The type III transforming growth factor-beta receptor (TbetaRIII or betaglycan) is a ubiquitously expressed transforming growth factor-beta (TGF-beta) superfamily coreceptor with essential roles in embryonic development. Recent studies have defined a role for TbetaRIII in the pathogenesis of human cancers, with frequent loss of TbetaRIII expression at the message and protein level. Mechanisms for the loss of TbetaRIII expression remain to be fully defined. Advanced human cancers often have elevated circulating levels of TGF-beta1. Here, we define a specific role for TGF-beta1 in negatively regulating TbetaRIII at the message level in breast and ovarian cancer models. TGF-beta1 decreased TbetaRIII message and protein levels in ovarian (Ovca420) and breast cancer (MDA-MB-231) cell lines in both a dose- and time-dependent manner. TGF-beta1-mediated TbetaRIII repression is mediated by the type I TGF-beta receptor/Smad2/3 pathway as the activin receptor-like kinase 5 (ALK5) inhibitor, SB431542, abrogated this effect, while the expression of constitutively active ALK5 was sufficient to repress TbetaRIII expression. Mechanistically, TGF-beta1 does not affect TbetaRIII messenger RNA (mRNA) stability, but instead directly regulates the TbetaRIII promoter. We define alternative promoters for the TGFBR3 gene, a distal and proximal promoter. Although both promoters are active, only the proximal promoter was responsive and negatively regulated by TGF-beta1 and constitutively active ALK5. Taken together, these studies define TGF-beta1-mediated downregulation of TbetaRIII mRNA expression through effects on the ALK5/Smad2/3 pathway on the TGFBR3 gene proximal promoter as a potential mechanism for decreased TbetaRIII expression in human cancers.

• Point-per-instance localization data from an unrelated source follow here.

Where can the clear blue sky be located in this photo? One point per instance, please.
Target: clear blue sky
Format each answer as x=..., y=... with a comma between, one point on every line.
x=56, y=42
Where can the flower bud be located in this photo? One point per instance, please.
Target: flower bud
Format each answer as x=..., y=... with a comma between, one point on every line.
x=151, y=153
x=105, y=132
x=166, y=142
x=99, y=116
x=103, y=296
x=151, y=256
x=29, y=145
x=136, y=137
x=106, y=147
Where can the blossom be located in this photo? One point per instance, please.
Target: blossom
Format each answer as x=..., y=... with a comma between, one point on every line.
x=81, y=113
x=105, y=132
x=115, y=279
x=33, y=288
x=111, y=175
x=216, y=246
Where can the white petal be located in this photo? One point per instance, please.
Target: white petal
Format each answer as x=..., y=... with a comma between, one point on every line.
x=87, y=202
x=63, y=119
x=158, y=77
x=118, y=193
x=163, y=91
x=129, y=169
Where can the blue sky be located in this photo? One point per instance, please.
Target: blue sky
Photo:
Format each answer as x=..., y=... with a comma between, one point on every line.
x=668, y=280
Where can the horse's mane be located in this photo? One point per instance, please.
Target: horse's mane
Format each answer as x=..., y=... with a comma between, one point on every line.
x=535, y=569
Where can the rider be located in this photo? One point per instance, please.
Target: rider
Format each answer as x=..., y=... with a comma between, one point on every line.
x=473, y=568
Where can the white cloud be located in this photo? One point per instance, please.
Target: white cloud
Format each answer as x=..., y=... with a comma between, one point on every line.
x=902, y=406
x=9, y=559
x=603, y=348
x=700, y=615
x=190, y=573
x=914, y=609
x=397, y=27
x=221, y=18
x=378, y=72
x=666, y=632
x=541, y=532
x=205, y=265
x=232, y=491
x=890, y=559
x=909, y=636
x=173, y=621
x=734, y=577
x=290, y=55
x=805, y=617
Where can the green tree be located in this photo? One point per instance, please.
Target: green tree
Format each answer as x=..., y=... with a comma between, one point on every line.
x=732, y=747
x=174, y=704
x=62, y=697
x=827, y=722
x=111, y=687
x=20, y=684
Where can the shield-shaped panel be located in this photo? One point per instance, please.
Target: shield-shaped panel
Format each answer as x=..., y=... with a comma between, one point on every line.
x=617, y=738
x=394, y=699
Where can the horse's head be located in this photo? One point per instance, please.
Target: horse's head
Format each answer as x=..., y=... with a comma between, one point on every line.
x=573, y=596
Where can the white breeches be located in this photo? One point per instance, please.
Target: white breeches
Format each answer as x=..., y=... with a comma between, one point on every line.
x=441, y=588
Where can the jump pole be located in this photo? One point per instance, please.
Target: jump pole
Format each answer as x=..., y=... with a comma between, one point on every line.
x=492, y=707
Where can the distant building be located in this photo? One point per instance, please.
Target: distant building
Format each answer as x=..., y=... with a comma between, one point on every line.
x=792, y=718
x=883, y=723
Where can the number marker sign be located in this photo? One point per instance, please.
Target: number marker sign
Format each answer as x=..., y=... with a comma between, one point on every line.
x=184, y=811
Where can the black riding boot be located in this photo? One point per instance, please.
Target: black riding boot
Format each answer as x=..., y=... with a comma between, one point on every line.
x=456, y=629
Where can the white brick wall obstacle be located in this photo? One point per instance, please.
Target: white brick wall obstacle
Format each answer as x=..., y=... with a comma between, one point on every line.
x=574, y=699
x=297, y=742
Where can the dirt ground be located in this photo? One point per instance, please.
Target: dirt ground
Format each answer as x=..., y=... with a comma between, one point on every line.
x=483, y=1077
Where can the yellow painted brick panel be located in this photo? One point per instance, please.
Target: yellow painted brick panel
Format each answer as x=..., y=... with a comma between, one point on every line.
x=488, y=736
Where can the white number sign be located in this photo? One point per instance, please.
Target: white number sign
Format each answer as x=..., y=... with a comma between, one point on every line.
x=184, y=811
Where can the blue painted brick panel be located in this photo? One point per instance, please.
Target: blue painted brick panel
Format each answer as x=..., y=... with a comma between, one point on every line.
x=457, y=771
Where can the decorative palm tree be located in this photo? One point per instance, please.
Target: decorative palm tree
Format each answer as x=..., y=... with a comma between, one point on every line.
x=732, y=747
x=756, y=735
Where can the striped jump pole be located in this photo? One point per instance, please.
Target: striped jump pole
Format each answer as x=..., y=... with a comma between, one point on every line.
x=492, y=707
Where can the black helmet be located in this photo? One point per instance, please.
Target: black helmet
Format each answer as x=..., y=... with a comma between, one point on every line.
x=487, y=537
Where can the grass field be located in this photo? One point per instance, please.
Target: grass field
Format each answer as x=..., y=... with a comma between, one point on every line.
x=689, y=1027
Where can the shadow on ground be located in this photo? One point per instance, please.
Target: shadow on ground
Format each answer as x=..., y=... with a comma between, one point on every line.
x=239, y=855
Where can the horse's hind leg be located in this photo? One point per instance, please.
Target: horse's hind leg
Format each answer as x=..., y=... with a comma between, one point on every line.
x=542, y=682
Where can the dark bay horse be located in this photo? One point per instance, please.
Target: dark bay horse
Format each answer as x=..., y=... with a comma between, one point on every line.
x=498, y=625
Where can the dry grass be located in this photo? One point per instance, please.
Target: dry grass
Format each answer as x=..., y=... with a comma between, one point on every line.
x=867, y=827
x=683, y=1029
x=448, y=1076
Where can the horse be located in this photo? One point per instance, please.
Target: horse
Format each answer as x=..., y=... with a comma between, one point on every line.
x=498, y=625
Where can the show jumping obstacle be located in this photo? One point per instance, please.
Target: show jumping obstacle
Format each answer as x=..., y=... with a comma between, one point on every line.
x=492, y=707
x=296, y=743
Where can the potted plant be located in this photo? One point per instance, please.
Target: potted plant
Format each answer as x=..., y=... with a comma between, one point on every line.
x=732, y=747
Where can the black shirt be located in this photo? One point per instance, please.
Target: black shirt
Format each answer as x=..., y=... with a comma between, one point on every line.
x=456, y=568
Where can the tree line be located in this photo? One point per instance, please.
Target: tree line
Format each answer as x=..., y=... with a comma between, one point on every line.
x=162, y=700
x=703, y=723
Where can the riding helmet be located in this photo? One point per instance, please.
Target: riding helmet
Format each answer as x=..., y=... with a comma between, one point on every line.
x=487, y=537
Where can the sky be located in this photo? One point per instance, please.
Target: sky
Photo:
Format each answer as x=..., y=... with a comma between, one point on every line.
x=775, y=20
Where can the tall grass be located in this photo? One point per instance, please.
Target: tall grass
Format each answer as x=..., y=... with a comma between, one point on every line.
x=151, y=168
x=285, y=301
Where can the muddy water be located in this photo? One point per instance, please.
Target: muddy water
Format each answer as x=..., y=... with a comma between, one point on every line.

Loss of type III transforming growth factor-β receptor expression is due to methylation silencing of the transcription factor GATA3 in renal cell carcinoma

Loss of transforming growth factor-β receptor III (TβRIII) correlates with loss of transforming growth factor-β (TGF-β) responsiveness and suggests a role for dysregulated TGF-β signaling in clear cell renal cell carcinoma (ccRCC) progression and metastasis. Here we identify that for all stages of ccRCC TβRIII expression is downregulated in patient-matched tissue samples and cell lines. We find that this loss of expression is not due to methylation of the gene and we define GATA3 as the first transcriptional factor to positively regulate TβRIII expression in human cells. We localize GATA3′s binding to a 10-bp region of the TβRIII proximal promoter. We demonstrate that GATA3 mRNA is downregulated in all stages, of ccRCC, mechanistically show that GATA3 is methylated in ccRCC patient tumor tissues as well as cell lines, and that inhibiting GATA3 expression in normal renal epithelial cells downregulates TβRIII mRNA and protein expression. These data support a sequential model whereby loss of GATA3 expression through epigenetic silencing decreases TβRIII expression during ccRCC progression.